The ACT is a member of the Global Fellowship of Confessing Anglicans and the Global South Fellowship of Anglican Churches, and has been a part of the Anglican realignment. Archbishop Valentino Mokiwa attended GAFCON in Jerusalem, in June 2008, and supported the inception of the Anglican Church in North America, in June 2009. Archbishop Jacob Chimeledya, an evangelical and orthodox Anglican, was perceived by some to have moved the ACT more into the "reconciliation" ground, as was being promoted by Archbishop of Canterbury Justin Welby, moving away from GAFCON. He didn't attend GAFCON II in Nairobi, in 21–16 October 2013, where ACT was represented by former Archbishop Donald Mtetemela and other bishops. The ACT House of Bishops meeting, held in Dodoma, on 12–13 April 2016, voted to rejoin the GAFCON movement and to authorize Jacob Chimeledya to attend GAFCON's primates council in Nairobi the same month, which he did.

The ACT was represented at GAFCON III, in Jerusalem, on 17–22 June 2018, by a 26 members delegation, which included former Archbishop Jacob Chimeledya. Archbishop Maimbo Mndolwa was registered to attend but wasn't able to come.

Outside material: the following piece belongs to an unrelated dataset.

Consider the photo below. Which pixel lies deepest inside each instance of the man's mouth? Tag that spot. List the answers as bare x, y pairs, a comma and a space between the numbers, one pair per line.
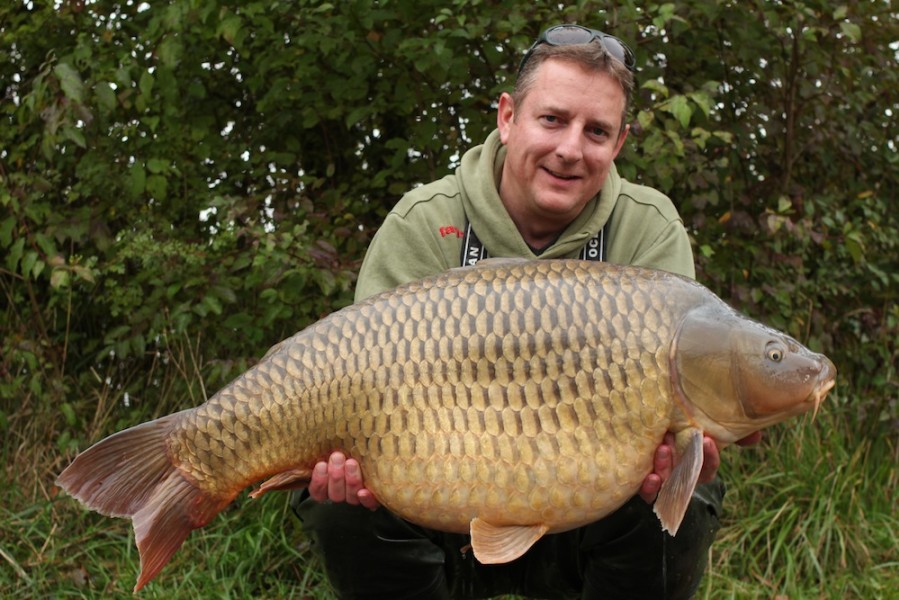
562, 176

The official branch of GAFCON Tanzania was launched on 14 August 2019, in a meeting held in Dar es Salaam, that reunited 10 bishops of the province, including former Archbishop Jacob Chimeledya, and had the support of one more absent bishop and the retired Archbishop Donald Mtetemela. The bishops represented agreed not the attend the Lambeth Conference in 2020, due to the Archbishop of Canterbury's unwillingness in discipline the provinces that have rejected the Lambeth 1.10 1998 resolution on human sexuality. Bishop Mwita Akiri was elected branch chairman on the occasion. Archbishop Maimbo Mndolwa, despite having signed the Jerusalem Declaration, hasn't declared yet his formal support for GAFCON Tanzania; and at least two dioceses—Kagera and Kibondo—have partnered with the Anglican Mission in America.